3- Alkame şöyle der: Hz. Ayşe vâlidemize:

“–Resûlulla, herhangi bir günü bir ibadete tahsis eder miydi?” diye sordum.

Hz. Ayşe şöyle cevap verdi:

“–Hayır! Allah Resûlü’nün ameli hafif ve devamlı yağan yağmur gibiydi. Hanginiz Resûlullah Efendimiz’in yaptığına güç yetirebilir ki?!” (Buhârî, Savm, 64; Rikâk, 18; Müslim, Müsâfirin, 217)

4- Ebû Hüreyre (r.a.) der ki: Resûlullah şöyle buyurdu:

“Allah Teâlâ şöyle buyurdu: «Her kim benim bir dostuma düşmanlık ederse, ben de ona harb ilân ederim. Kulum kendisine farz kıldığım amellerden daha sevimli herhangi bir şeyle bana yakınlık kazanamaz. Kulum bana, (farzlara ilâveten işlediği) nâfile ibadetlerle durmadan yaklaşır, nihayet ben onu severim. Kulumu sevince de (âdetâ) ben onun işiten kulağı, gören gözü, tutan eli ve yürüyen ayağı olurum.
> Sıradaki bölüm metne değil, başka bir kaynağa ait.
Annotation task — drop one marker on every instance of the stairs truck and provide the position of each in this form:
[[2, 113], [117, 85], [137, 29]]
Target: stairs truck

Benden her ne isterse, onu mutlaka veririm; bana sığınırsa, onu korurum. Ben, yapacağım herhangi bir şeyde, mü’min kulumun rûhunu kabzetmekteki tereddüdüm kadar hiçbir hususta tereddüd etmedim:[1] (Zira) o, ölümü sevmez, ben de onun sevmediği şeyi sevmem.” (Buhârî, Rikâk, 38. Ayrıca bkz. İbn-i Mâce, Fiten, 16; Ahmed, VI, 256; İbn-i Hibbân, Sahîh, II, 58/347)

Bazı rivâyetlerde şu ilâve vardır:

“…akleden kalbi ve konuşan dili olurum.” (Taberânî, Kebîr, VIII, 221/7880; Heysemî, II, 248)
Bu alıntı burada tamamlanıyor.